Fue allí mismo donde conoció a Mauro Monzón, un chico de 26 años que había crecido en las mismas calles y compartido aquella misma pasión por el freestyle. Desde adolescentes se volvieron inseparables. Comenzaron improvisando por diversión, hasta que ambos descubrieron que tenían algo más que talento: tenían una historia que contar.

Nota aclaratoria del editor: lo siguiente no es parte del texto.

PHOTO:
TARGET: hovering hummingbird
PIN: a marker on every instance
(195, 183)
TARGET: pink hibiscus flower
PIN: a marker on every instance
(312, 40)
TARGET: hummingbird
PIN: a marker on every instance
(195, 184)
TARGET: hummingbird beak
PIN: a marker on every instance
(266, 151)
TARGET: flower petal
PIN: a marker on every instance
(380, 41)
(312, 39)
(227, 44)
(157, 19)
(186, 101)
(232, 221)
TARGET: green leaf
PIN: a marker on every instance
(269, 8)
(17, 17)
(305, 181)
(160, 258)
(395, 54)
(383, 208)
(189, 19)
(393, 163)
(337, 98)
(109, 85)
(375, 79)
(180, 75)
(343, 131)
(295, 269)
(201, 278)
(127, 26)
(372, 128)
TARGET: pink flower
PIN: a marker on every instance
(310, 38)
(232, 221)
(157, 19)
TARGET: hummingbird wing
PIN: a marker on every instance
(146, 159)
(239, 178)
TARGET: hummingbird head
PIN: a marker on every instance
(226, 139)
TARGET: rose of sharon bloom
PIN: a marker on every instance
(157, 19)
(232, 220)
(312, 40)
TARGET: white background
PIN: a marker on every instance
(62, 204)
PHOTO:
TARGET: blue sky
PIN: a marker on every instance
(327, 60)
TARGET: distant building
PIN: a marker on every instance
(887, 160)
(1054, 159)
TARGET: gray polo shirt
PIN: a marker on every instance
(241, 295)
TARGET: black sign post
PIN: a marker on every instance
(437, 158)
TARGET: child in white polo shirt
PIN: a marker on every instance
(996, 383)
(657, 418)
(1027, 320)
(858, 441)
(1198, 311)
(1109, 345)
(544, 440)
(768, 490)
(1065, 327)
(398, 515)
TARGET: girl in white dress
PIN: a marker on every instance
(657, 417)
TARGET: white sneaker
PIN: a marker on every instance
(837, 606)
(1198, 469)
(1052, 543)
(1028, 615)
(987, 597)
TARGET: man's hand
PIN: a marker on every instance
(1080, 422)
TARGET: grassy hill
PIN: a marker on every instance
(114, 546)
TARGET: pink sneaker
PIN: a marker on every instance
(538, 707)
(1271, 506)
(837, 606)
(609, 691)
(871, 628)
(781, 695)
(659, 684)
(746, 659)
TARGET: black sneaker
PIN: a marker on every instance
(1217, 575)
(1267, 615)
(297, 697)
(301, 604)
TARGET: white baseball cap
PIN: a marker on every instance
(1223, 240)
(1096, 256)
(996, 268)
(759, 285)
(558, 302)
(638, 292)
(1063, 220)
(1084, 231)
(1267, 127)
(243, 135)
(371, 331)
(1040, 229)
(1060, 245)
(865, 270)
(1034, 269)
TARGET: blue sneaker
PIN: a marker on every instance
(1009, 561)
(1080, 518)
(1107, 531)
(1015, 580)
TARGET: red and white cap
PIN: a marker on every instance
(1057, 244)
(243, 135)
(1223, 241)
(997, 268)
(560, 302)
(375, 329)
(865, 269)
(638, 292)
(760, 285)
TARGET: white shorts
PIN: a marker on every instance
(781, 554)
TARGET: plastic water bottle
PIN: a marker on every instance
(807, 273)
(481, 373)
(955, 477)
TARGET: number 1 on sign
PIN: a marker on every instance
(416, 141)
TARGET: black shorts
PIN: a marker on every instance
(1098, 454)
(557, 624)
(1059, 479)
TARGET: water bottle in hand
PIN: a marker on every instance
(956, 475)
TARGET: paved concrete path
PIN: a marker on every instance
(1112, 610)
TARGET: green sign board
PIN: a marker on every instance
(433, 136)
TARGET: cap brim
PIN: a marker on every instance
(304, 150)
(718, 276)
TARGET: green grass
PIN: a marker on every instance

Con los años, Nicole y Mauro consiguieron hacerse un lugar dentro de la escena argentina y finalmente dieron el salto para convertirse en cantantes. La fama, los escenarios y la música cambiaron sus vidas, pero había algo que permanecía exactamente igual: la conexión que tenían desde aquellos primeros años en González Catán.
Sin embargo, Nicole jamás se imaginó que para Mauro aquella conexión significaba mucho más.
Porque mientras ella lo veía como su amigo, su compañero de aventuras y una de las personas que mejor la conocía, Mauro llevaba toda su adolescencia y ahora también su adultez enamorado de ella.
Y después de tantos años compartiendo sueños, canciones y escenarios, quizás había llegado el momento de que Nicole descubriera que la persona que siempre había estado a su lado... nunca la había visto solamente como una amiga.